Mount Ritter is classic. It’s the highest peak in the Ritter Range, which includes Banner Peak and the Minarets. R.J. Secor says, “Mount Ritter is perhaps the most prominent peak in the High Sierra, and can even be seen from certain summits in the southern portion of the range.”
Mt. Ritter on the left, Mt. Banner on the right
The beginning of July was kicked off by a crew of six (3 clients, 2 guides, 1 intern) tackling Ritter in a three-day trip. Jed and Bernd were our fearless leaders, guiding us through not only the objective and subjective hazards of the mountains but the initial chaos of Mammoth Ski Resort to get us on the shuttle and on our way to Agnew Meadows.
Away from the crowds and into the wilderness! Ah, sweet bliss.
On the approach, headed down into the San Joaquin Valley
Day 1 was an 8-mile approach to Ediza lake where we set up camp. We passed down through the San Joaquin Valley and then up past beautiful falls, past Shadow Lake and finally to Ediza.
|Clients (from left to right) Tommy, Art, and Todd with the falls behind. Mammoth mountain is visible left.|
|The Minarets, Mt. Ritter, and Mt. Banner from Shadow Lake (right to left)|
We got to camp in the middle of the afternoon and took advantage of relaxing underneath the incredible Minarets, Ritter and Banner. Dinner was a fabulous Thai dish with lots of fresh vegetables courtesy of our illustrious guide Jed. Then early to bed, early to rise.
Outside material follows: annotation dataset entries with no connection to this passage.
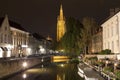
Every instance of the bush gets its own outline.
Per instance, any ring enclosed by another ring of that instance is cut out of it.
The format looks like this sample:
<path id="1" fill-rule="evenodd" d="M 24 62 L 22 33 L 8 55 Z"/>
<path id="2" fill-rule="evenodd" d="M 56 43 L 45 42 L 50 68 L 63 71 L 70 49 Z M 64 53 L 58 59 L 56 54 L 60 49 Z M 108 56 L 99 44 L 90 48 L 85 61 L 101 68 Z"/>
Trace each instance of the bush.
<path id="1" fill-rule="evenodd" d="M 100 52 L 100 54 L 110 54 L 110 53 L 111 53 L 111 50 L 109 49 L 105 49 Z"/>
<path id="2" fill-rule="evenodd" d="M 113 72 L 113 68 L 112 67 L 105 67 L 104 71 L 105 72 Z"/>
<path id="3" fill-rule="evenodd" d="M 116 71 L 116 72 L 115 72 L 115 75 L 117 76 L 117 78 L 120 79 L 120 71 Z"/>

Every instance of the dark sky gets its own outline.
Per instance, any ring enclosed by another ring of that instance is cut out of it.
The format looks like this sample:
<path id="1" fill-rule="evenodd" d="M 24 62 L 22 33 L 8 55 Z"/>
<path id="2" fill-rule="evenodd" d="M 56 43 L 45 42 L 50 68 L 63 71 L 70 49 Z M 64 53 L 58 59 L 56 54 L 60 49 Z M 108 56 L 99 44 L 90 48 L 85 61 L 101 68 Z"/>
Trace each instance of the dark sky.
<path id="1" fill-rule="evenodd" d="M 89 16 L 98 23 L 109 16 L 110 8 L 120 7 L 120 0 L 0 0 L 0 16 L 7 14 L 28 31 L 55 38 L 61 3 L 65 17 Z"/>

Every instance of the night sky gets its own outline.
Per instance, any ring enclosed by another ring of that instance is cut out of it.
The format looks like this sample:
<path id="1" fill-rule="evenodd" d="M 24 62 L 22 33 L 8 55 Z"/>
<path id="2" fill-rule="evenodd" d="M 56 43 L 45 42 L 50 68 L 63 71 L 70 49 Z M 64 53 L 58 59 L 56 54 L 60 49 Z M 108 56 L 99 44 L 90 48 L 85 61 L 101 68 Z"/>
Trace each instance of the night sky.
<path id="1" fill-rule="evenodd" d="M 20 23 L 30 32 L 56 37 L 60 4 L 65 17 L 82 20 L 89 16 L 101 23 L 109 16 L 109 9 L 120 7 L 120 0 L 0 0 L 0 17 Z"/>

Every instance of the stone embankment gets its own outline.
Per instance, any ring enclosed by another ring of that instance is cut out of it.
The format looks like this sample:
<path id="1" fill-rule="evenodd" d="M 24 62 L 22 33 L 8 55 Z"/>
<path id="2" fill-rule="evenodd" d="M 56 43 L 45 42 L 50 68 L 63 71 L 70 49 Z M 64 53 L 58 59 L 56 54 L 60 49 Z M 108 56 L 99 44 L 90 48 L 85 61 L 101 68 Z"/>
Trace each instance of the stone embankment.
<path id="1" fill-rule="evenodd" d="M 0 80 L 12 74 L 24 71 L 28 68 L 34 67 L 43 61 L 50 60 L 50 57 L 35 57 L 35 58 L 19 58 L 10 60 L 0 60 Z M 26 62 L 26 66 L 23 63 Z"/>

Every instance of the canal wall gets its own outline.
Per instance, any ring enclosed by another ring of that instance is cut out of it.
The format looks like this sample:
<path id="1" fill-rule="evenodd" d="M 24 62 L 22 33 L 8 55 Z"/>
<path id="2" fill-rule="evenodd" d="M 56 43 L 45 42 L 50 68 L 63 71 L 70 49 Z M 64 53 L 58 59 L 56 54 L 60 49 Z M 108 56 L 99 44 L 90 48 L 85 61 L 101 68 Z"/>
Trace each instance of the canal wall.
<path id="1" fill-rule="evenodd" d="M 50 57 L 0 60 L 0 79 L 8 77 L 9 75 L 24 71 L 28 68 L 34 67 L 35 65 L 38 65 L 48 60 L 50 60 Z"/>

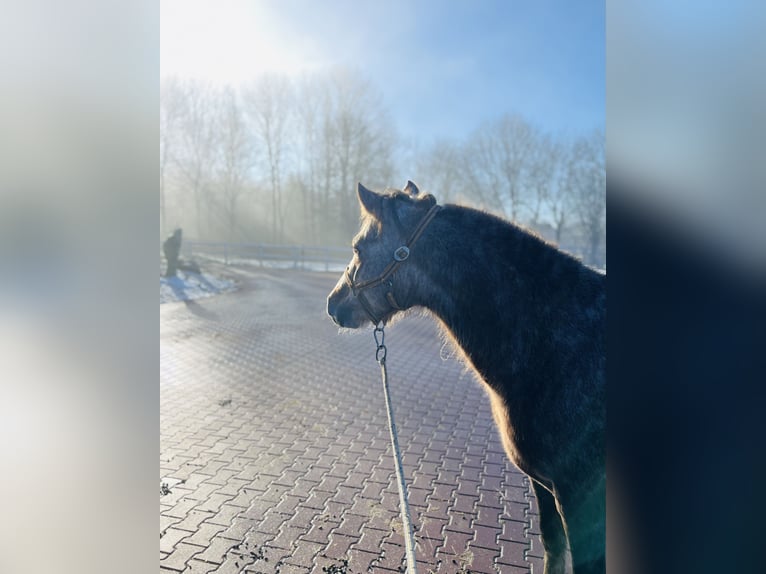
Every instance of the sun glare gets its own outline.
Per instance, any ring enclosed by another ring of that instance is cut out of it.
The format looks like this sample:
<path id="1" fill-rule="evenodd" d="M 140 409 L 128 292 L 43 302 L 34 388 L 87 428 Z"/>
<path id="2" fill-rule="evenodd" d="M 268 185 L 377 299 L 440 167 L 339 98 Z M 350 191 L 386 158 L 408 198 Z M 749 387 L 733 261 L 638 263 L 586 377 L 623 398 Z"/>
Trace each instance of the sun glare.
<path id="1" fill-rule="evenodd" d="M 290 37 L 262 2 L 162 0 L 160 75 L 240 84 L 318 65 L 309 38 Z"/>

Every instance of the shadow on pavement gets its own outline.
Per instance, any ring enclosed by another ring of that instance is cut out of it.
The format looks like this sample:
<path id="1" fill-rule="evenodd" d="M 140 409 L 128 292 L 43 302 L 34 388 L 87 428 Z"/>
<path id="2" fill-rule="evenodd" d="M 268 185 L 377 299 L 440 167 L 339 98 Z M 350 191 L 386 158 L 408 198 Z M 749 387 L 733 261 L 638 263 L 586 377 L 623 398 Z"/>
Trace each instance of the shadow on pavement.
<path id="1" fill-rule="evenodd" d="M 218 321 L 219 317 L 217 313 L 213 313 L 212 311 L 209 311 L 205 309 L 202 305 L 197 303 L 196 301 L 193 301 L 191 299 L 187 299 L 184 301 L 184 305 L 186 305 L 186 308 L 191 311 L 193 314 L 197 315 L 197 317 L 201 317 L 202 319 L 207 319 L 208 321 Z"/>

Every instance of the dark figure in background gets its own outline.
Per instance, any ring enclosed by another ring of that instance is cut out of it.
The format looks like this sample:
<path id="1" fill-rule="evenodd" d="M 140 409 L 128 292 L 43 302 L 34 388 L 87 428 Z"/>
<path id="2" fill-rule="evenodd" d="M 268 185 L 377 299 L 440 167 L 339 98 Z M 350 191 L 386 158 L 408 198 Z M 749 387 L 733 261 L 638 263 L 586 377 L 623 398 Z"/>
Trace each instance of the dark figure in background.
<path id="1" fill-rule="evenodd" d="M 175 277 L 176 269 L 178 269 L 178 256 L 181 253 L 181 235 L 182 231 L 179 227 L 162 244 L 162 251 L 165 253 L 165 260 L 168 264 L 165 277 Z"/>

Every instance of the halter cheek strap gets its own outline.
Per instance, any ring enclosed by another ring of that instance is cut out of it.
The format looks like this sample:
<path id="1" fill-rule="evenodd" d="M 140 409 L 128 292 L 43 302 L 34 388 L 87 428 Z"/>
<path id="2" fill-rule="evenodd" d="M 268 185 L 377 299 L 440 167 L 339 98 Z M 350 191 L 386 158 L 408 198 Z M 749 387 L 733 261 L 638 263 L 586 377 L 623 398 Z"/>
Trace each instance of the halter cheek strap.
<path id="1" fill-rule="evenodd" d="M 377 287 L 378 285 L 381 285 L 382 283 L 386 282 L 388 280 L 388 291 L 386 292 L 386 301 L 388 301 L 388 304 L 391 306 L 392 309 L 395 309 L 397 311 L 401 311 L 403 308 L 396 302 L 396 299 L 394 299 L 394 284 L 393 284 L 393 277 L 394 271 L 407 259 L 410 257 L 410 249 L 412 249 L 412 246 L 415 245 L 415 242 L 420 239 L 420 236 L 423 235 L 423 232 L 425 231 L 426 227 L 429 223 L 431 223 L 431 220 L 434 218 L 434 216 L 439 212 L 441 209 L 441 206 L 434 205 L 431 209 L 428 210 L 428 213 L 425 214 L 423 219 L 420 220 L 420 223 L 418 223 L 417 227 L 415 227 L 415 230 L 412 232 L 412 235 L 410 235 L 409 239 L 404 245 L 401 245 L 400 247 L 397 247 L 396 250 L 393 253 L 393 260 L 386 265 L 386 268 L 383 269 L 380 275 L 373 279 L 368 279 L 367 281 L 356 281 L 356 274 L 359 271 L 359 268 L 357 267 L 354 271 L 354 275 L 351 275 L 350 268 L 346 268 L 346 272 L 344 273 L 346 283 L 348 283 L 349 287 L 351 287 L 351 291 L 354 293 L 354 296 L 359 300 L 359 303 L 362 305 L 362 308 L 367 313 L 367 315 L 370 317 L 370 320 L 372 320 L 373 324 L 377 325 L 380 323 L 380 318 L 375 315 L 375 313 L 372 312 L 372 306 L 370 305 L 369 300 L 367 299 L 366 294 L 364 293 L 365 290 L 370 289 L 372 287 Z"/>

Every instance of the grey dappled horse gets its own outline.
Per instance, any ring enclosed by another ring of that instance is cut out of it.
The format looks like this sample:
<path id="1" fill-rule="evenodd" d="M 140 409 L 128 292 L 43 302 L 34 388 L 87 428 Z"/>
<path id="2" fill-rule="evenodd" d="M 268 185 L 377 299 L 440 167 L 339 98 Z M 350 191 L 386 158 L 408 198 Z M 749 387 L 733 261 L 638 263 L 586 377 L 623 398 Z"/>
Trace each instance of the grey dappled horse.
<path id="1" fill-rule="evenodd" d="M 545 573 L 605 572 L 606 276 L 412 182 L 359 184 L 354 256 L 327 300 L 341 327 L 430 311 L 483 382 L 508 457 L 531 478 Z"/>

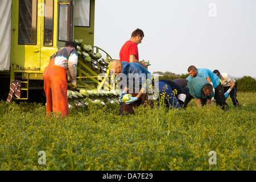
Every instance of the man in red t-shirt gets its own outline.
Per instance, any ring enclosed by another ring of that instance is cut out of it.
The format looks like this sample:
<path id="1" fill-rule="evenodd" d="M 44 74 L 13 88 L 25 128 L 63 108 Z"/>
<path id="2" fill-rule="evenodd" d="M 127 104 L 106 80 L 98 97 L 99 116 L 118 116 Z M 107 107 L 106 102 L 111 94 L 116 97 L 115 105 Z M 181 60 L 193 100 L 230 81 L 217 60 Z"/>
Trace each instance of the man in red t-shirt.
<path id="1" fill-rule="evenodd" d="M 144 33 L 141 29 L 137 28 L 131 34 L 131 37 L 122 47 L 120 50 L 120 61 L 128 63 L 135 62 L 147 68 L 147 65 L 139 61 L 139 52 L 137 45 L 141 43 L 144 38 Z"/>

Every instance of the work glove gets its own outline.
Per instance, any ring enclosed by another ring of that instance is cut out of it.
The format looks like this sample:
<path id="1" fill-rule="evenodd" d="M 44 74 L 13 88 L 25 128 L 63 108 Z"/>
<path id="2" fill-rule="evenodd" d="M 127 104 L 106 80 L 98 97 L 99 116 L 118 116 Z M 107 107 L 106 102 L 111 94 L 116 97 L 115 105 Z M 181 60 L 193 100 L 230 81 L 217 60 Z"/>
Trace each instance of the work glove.
<path id="1" fill-rule="evenodd" d="M 72 91 L 74 91 L 75 89 L 76 89 L 76 84 L 71 84 L 71 88 L 70 88 L 70 89 Z"/>
<path id="2" fill-rule="evenodd" d="M 224 97 L 225 97 L 225 99 L 227 98 L 228 97 L 229 97 L 229 93 L 228 93 L 228 92 L 225 92 L 225 93 L 224 93 Z"/>
<path id="3" fill-rule="evenodd" d="M 130 104 L 131 103 L 136 102 L 138 100 L 138 99 L 137 98 L 137 97 L 130 97 L 128 96 L 129 98 L 130 98 L 130 100 L 129 100 L 128 101 L 125 101 L 125 104 Z"/>
<path id="4" fill-rule="evenodd" d="M 122 93 L 119 95 L 119 100 L 120 102 L 122 102 L 123 96 L 124 95 L 125 95 L 126 94 L 126 93 L 125 92 L 122 91 Z"/>

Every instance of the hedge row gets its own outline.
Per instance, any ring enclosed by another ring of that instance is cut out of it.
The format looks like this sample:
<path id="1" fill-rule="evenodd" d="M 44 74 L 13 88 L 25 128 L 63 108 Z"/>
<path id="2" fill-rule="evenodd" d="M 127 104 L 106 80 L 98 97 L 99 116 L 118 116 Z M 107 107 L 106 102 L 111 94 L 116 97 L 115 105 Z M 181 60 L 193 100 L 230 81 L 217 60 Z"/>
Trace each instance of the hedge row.
<path id="1" fill-rule="evenodd" d="M 159 76 L 159 80 L 170 79 L 174 80 L 176 78 L 187 78 L 189 75 L 187 74 L 176 75 L 173 73 L 168 73 L 168 75 Z M 242 78 L 236 80 L 237 84 L 237 90 L 243 92 L 256 92 L 256 80 L 249 76 L 244 76 Z"/>

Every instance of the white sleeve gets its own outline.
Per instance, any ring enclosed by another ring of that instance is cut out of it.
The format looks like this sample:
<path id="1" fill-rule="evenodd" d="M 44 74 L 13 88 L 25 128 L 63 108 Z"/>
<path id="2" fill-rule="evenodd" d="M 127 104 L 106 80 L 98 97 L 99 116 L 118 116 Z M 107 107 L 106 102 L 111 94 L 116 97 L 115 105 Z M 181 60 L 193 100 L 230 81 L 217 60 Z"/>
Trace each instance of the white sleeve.
<path id="1" fill-rule="evenodd" d="M 71 84 L 76 84 L 76 65 L 77 64 L 77 55 L 75 53 L 71 53 L 68 58 L 68 70 L 70 74 Z"/>

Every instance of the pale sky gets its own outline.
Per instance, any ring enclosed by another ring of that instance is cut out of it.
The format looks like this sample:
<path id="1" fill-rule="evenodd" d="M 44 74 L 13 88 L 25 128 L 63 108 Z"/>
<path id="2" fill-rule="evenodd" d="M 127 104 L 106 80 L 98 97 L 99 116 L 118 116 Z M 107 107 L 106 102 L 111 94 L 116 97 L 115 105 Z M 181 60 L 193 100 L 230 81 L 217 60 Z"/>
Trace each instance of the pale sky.
<path id="1" fill-rule="evenodd" d="M 112 59 L 137 28 L 151 73 L 193 65 L 256 77 L 256 0 L 96 0 L 94 46 Z"/>

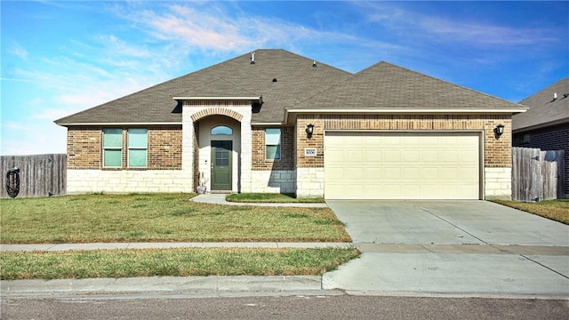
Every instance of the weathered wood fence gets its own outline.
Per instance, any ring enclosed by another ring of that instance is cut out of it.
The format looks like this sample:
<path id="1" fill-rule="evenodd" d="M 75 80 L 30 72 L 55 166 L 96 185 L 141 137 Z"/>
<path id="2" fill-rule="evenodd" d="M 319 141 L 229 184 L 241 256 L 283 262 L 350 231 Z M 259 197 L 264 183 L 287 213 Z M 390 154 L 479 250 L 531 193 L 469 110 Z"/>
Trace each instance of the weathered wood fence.
<path id="1" fill-rule="evenodd" d="M 65 154 L 0 156 L 0 197 L 9 196 L 6 190 L 6 174 L 14 167 L 20 169 L 18 197 L 62 196 L 67 192 Z"/>
<path id="2" fill-rule="evenodd" d="M 512 200 L 541 201 L 565 196 L 564 150 L 512 148 Z"/>

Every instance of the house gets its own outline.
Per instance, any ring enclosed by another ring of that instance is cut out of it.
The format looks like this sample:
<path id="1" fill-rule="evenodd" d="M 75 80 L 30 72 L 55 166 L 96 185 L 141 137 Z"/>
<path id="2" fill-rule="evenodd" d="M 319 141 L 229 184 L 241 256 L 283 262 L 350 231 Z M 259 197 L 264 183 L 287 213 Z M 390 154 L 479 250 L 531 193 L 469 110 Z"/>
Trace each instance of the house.
<path id="1" fill-rule="evenodd" d="M 511 116 L 525 109 L 387 62 L 350 74 L 257 50 L 55 123 L 68 193 L 202 180 L 211 192 L 485 199 L 511 196 Z"/>
<path id="2" fill-rule="evenodd" d="M 513 146 L 565 150 L 565 197 L 569 198 L 569 77 L 519 103 L 529 110 L 512 116 Z"/>

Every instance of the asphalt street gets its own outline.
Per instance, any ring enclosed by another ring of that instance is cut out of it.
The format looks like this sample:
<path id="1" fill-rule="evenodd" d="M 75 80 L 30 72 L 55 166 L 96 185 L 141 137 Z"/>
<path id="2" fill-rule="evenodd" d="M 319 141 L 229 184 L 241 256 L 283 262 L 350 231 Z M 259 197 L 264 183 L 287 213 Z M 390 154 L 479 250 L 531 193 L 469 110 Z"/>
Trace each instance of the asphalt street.
<path id="1" fill-rule="evenodd" d="M 566 320 L 567 300 L 294 295 L 203 299 L 16 300 L 2 319 Z"/>

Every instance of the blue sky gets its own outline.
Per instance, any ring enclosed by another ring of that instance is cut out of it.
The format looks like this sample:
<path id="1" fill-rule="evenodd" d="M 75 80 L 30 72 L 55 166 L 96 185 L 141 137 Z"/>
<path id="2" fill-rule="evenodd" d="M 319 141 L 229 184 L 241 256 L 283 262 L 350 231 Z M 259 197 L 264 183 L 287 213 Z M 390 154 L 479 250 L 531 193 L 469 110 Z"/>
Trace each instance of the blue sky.
<path id="1" fill-rule="evenodd" d="M 514 102 L 569 76 L 569 2 L 4 1 L 2 155 L 65 153 L 53 121 L 258 48 L 381 60 Z"/>

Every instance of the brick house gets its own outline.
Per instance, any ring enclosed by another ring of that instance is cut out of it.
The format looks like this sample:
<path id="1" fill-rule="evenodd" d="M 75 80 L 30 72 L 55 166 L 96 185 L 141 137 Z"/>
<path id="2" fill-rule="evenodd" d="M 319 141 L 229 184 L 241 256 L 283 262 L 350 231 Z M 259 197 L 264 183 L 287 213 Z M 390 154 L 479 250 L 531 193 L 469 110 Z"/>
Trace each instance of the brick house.
<path id="1" fill-rule="evenodd" d="M 513 146 L 565 150 L 565 197 L 569 198 L 569 77 L 519 103 L 529 110 L 512 116 Z"/>
<path id="2" fill-rule="evenodd" d="M 511 196 L 525 109 L 386 62 L 350 74 L 258 50 L 55 123 L 69 193 L 485 199 Z"/>

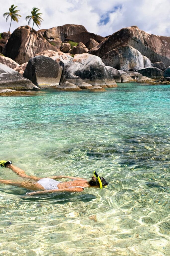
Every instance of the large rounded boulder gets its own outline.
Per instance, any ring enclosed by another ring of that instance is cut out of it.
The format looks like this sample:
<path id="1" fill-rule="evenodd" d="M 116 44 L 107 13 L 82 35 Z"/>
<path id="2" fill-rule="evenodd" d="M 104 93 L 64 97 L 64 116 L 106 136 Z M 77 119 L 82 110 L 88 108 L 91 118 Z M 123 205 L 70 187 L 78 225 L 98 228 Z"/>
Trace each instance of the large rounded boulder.
<path id="1" fill-rule="evenodd" d="M 35 56 L 49 57 L 58 62 L 61 66 L 63 66 L 65 63 L 71 61 L 73 59 L 73 57 L 70 55 L 66 54 L 60 51 L 55 51 L 50 50 L 43 51 L 36 54 Z"/>
<path id="2" fill-rule="evenodd" d="M 47 29 L 44 33 L 44 36 L 49 40 L 59 39 L 62 42 L 63 42 L 69 36 L 77 34 L 82 31 L 87 32 L 84 26 L 66 24 L 62 26 L 54 27 Z"/>
<path id="3" fill-rule="evenodd" d="M 164 77 L 170 77 L 170 66 L 165 69 L 164 73 Z"/>
<path id="4" fill-rule="evenodd" d="M 120 70 L 135 70 L 152 66 L 149 59 L 129 45 L 112 50 L 107 52 L 101 59 L 106 66 Z"/>
<path id="5" fill-rule="evenodd" d="M 35 56 L 28 61 L 23 76 L 43 88 L 58 85 L 62 72 L 59 64 L 51 58 Z"/>
<path id="6" fill-rule="evenodd" d="M 19 64 L 12 59 L 0 55 L 0 62 L 12 69 L 18 67 L 19 66 Z"/>
<path id="7" fill-rule="evenodd" d="M 32 90 L 36 87 L 31 81 L 23 77 L 18 72 L 0 63 L 0 89 L 20 91 Z"/>
<path id="8" fill-rule="evenodd" d="M 101 58 L 108 51 L 123 45 L 132 46 L 152 62 L 162 61 L 167 67 L 170 65 L 170 37 L 149 34 L 136 26 L 117 31 L 89 53 Z"/>
<path id="9" fill-rule="evenodd" d="M 74 60 L 66 63 L 63 69 L 61 81 L 63 82 L 68 81 L 77 85 L 81 82 L 108 87 L 116 84 L 111 72 L 107 69 L 100 58 L 93 55 L 90 55 L 83 64 Z"/>
<path id="10" fill-rule="evenodd" d="M 163 71 L 166 69 L 165 65 L 163 62 L 162 61 L 159 61 L 159 62 L 155 62 L 152 64 L 152 67 L 155 67 L 157 68 L 160 69 L 161 69 Z"/>

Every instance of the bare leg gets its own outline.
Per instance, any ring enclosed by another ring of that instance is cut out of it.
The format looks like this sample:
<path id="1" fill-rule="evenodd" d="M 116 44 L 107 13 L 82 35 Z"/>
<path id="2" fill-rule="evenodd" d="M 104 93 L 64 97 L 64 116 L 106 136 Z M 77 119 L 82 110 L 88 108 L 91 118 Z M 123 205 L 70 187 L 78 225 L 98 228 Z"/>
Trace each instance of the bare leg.
<path id="1" fill-rule="evenodd" d="M 22 177 L 22 178 L 32 179 L 35 181 L 38 181 L 41 178 L 38 178 L 35 176 L 31 175 L 29 176 L 29 175 L 27 175 L 23 170 L 20 169 L 20 168 L 18 168 L 18 167 L 14 166 L 13 164 L 8 164 L 7 165 L 7 168 L 11 169 L 14 173 L 15 173 L 17 175 Z"/>
<path id="2" fill-rule="evenodd" d="M 0 179 L 0 183 L 13 186 L 18 186 L 22 188 L 24 188 L 31 190 L 38 190 L 39 189 L 44 190 L 43 187 L 37 182 L 34 183 L 32 181 L 19 182 L 12 180 L 6 180 Z"/>

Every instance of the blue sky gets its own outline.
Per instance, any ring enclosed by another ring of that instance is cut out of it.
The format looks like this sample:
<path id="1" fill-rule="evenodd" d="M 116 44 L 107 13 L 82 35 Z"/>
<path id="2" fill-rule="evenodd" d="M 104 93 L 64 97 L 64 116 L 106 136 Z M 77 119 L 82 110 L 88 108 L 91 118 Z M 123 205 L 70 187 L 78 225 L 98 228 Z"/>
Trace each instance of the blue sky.
<path id="1" fill-rule="evenodd" d="M 22 15 L 13 22 L 11 31 L 27 25 L 25 17 L 34 7 L 43 13 L 41 28 L 66 24 L 84 26 L 89 32 L 104 36 L 123 27 L 137 26 L 148 33 L 170 36 L 169 0 L 12 0 L 4 2 L 0 10 L 0 33 L 8 30 L 4 13 L 11 5 L 18 6 Z M 38 28 L 34 27 L 38 30 Z"/>

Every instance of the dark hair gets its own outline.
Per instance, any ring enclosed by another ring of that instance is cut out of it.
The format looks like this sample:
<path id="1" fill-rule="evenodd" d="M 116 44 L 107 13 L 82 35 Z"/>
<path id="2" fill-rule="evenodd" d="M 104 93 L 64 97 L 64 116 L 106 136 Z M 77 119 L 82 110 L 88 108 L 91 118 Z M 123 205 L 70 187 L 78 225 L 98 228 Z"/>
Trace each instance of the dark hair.
<path id="1" fill-rule="evenodd" d="M 104 187 L 104 186 L 107 186 L 108 185 L 108 183 L 106 181 L 106 180 L 104 179 L 103 177 L 100 177 L 100 176 L 99 176 L 99 177 L 101 180 L 101 183 L 102 184 L 102 186 L 103 187 Z M 96 181 L 93 181 L 93 180 L 90 180 L 89 181 L 88 183 L 89 183 L 90 186 L 100 186 L 99 181 L 97 179 L 96 179 Z"/>

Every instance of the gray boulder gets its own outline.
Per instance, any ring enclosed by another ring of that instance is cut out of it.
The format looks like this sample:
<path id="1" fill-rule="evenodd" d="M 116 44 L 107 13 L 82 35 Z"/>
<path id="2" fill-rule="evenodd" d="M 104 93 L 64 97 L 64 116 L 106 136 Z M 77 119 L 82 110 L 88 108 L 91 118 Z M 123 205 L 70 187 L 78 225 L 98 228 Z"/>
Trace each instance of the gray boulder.
<path id="1" fill-rule="evenodd" d="M 116 84 L 111 72 L 97 56 L 90 55 L 83 64 L 74 60 L 68 62 L 62 71 L 62 82 L 68 81 L 78 85 L 84 82 L 93 86 L 106 85 L 109 87 Z"/>
<path id="2" fill-rule="evenodd" d="M 152 67 L 154 67 L 163 70 L 166 68 L 165 65 L 163 62 L 162 61 L 160 61 L 159 62 L 154 62 L 152 64 Z"/>
<path id="3" fill-rule="evenodd" d="M 11 59 L 2 55 L 0 55 L 0 62 L 12 69 L 15 68 L 19 66 L 19 64 L 18 64 Z"/>
<path id="4" fill-rule="evenodd" d="M 144 76 L 153 79 L 159 78 L 163 75 L 164 72 L 162 70 L 157 68 L 150 67 L 145 68 L 136 70 Z"/>
<path id="5" fill-rule="evenodd" d="M 80 83 L 78 85 L 78 86 L 81 89 L 91 89 L 93 87 L 93 86 L 90 84 L 89 83 L 85 83 L 84 82 L 82 82 Z"/>
<path id="6" fill-rule="evenodd" d="M 60 66 L 51 58 L 35 56 L 29 61 L 23 76 L 43 88 L 59 84 L 62 72 Z"/>
<path id="7" fill-rule="evenodd" d="M 19 91 L 32 90 L 36 87 L 18 72 L 0 63 L 0 89 Z"/>
<path id="8" fill-rule="evenodd" d="M 111 67 L 106 66 L 106 67 L 109 72 L 111 72 L 115 82 L 116 83 L 121 83 L 121 78 L 119 71 L 115 68 Z"/>
<path id="9" fill-rule="evenodd" d="M 128 71 L 129 76 L 135 80 L 135 82 L 138 83 L 152 83 L 154 80 L 151 78 L 147 77 L 143 77 L 141 74 L 138 72 Z"/>
<path id="10" fill-rule="evenodd" d="M 93 86 L 90 90 L 91 92 L 106 92 L 106 90 L 101 86 L 98 86 L 97 85 L 95 85 Z"/>
<path id="11" fill-rule="evenodd" d="M 164 73 L 164 77 L 170 77 L 170 66 L 165 69 Z"/>
<path id="12" fill-rule="evenodd" d="M 112 50 L 106 53 L 101 59 L 106 66 L 121 70 L 135 70 L 152 65 L 148 58 L 129 45 L 123 46 Z"/>
<path id="13" fill-rule="evenodd" d="M 56 88 L 63 91 L 80 91 L 81 90 L 78 86 L 68 81 L 58 85 Z"/>
<path id="14" fill-rule="evenodd" d="M 152 62 L 163 61 L 167 67 L 170 65 L 170 37 L 149 34 L 136 26 L 117 31 L 91 49 L 89 53 L 101 58 L 111 50 L 123 45 L 132 46 Z"/>
<path id="15" fill-rule="evenodd" d="M 121 83 L 128 83 L 133 81 L 133 79 L 126 72 L 122 70 L 119 70 L 119 71 L 121 78 Z"/>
|The view from our campsite on Ediza lake. The Minarets in the middle, Mt. Banner on the right. Tons of snow!|
We left camp by 5:30am and made great time, stopping to take pictures of the morning light painting the peaks before us.
|Morning in the range of light. Ritter on the left, Banner on the right.|
Our route was dictated by many things including snow conditions. We opted for the Southeast Glacier which ascends the left side (looking at Ritter from Ediza lake). The snow was perfect for kicking in steps and efficient climbing. Although we were prepared with crampons, we didn’t need to bother with them.
|Looking down the snowfield from where we came. Lake Ediza is the snowy patch on the right side of the photo just under the mountains in shade. It was still mostly frozen over.|
|Up and up we go.|
Most all of the climbing was on snow, a rarity in July. We made constant steady progress toward the summit and only had to climb a 40-foot section of rock. We short-roped through the rock section and the steeper snowfield that followed.
|Looking out after the rock field. You just can’t hate the views the Sierras have to offer.|
|The final snowfield before the summit. The summit is actually on the left, even though it doesn’t look like it from this perspective. (You just can’t capture the distance with a camera!)|
|Art, Tommy, and Jed shortroping at the top of the rock field.|
|Jed, Art and Tommy just before the descent with Banner in the background. We did it! |
We summited with a whooping 9 people on the summit. (A solo climber and two skiers were ahead of us.) Extensive views of the Sierra abounded and we could even see the back side of Half Dome. It’s really something to be on the summit of a mountain that dominates in height like Mt. Ritter. There is nothing taller than Ritter to the north until you reach Mt. Shasta!
All in all it was a great trip, with a smooth, straightforward climb to a classic summit.